Instructor 1.5.0 #1029

ivanleomk · 2024-09-30T01:24:40Z

ivanleomk
Sep 30, 2024
Maintainer

We’re releasing instructor 1.5.0 today!

In this announcement article, we’ll highlight some of these new changes as well as bring to light some of the new techniques and results we’ve found from our own experiments and benchmarks. We'll cover

Our new support for Jinja with the context keyword
How to use Gemini with the google-generativeai package for multimodal content
Contextual Caching with Anthropic
Structured Outputs for Gemini

Jinja Support

We’ve written about all the features that you can use with Jinja and Instructor here if you’d like to explore how to use it in greater detail

We’ve introduced new jinja support in instructor 1.5.0 with the new context keyword.

This replaces the original validation_context keyword that we were using, allowing you to use the same set of system variables for both prompt formatting and validation.

This in turn allows you for

Better Prompt Versioning : Version your prompts separately from code
Seamless Validation Integration : Use the same variables that you’re using for prompt formatting with your validation for consistency
Secure Secret Handling : Prevent the leakage of sensitive information by only passing in sensitive secrets at runtime and using Pydantic’sSecretStr to prevent these values from being logged
Improved Reusability : Jinja allows you to reuse templates and have complex logic implemented within the prompt instead of building boilerplate around it

To use Jinja, all you need to do is to pass in a prompt formatted according to Jinja’s syntax which you can read about here and the variables inside the context variable and your prompt will be automatically rendered with the necessary variables.

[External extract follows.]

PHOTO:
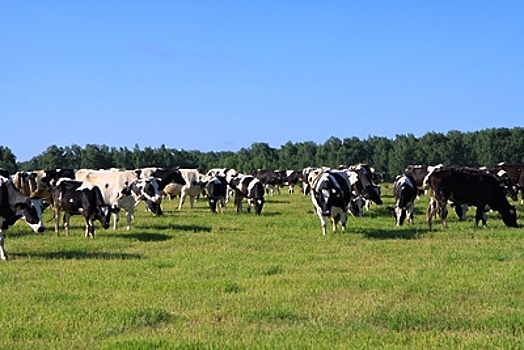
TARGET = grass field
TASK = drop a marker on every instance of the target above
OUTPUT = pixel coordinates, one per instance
(193, 279)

This feature is supported for the Cohere, Anthropic, OpenAI and Gemini clients ( both VertexAI and google-generativeai ) at the moment and should work once you’ve installed the relevant dependencies for each client.

import openai
import instructor
from pydantic import BaseModel

client = instructor.from_openai(openai.OpenAI())

class User(BaseModel):
    name: str
    age: int

resp = client.chat.completions.create(
    model="gpt-4o-mini",
    messages=[
        {"role": "user", "content": """Extract the information from the
        following text: `{{ data }}`""" 
        },
    ],
    response_model=User,
    context = { 
        "data": "John Doe is thirty years old"
    }
)

print(resp)
#> User(name='John Doe', age=30)

We can even do more complex prompts that have if-else and iterate over lists of objects passed into them. This simplifies the code we need to use significantly.

import openai
import instructor
from pydantic import BaseModel

client = instructor.from_openai(openai.OpenAI())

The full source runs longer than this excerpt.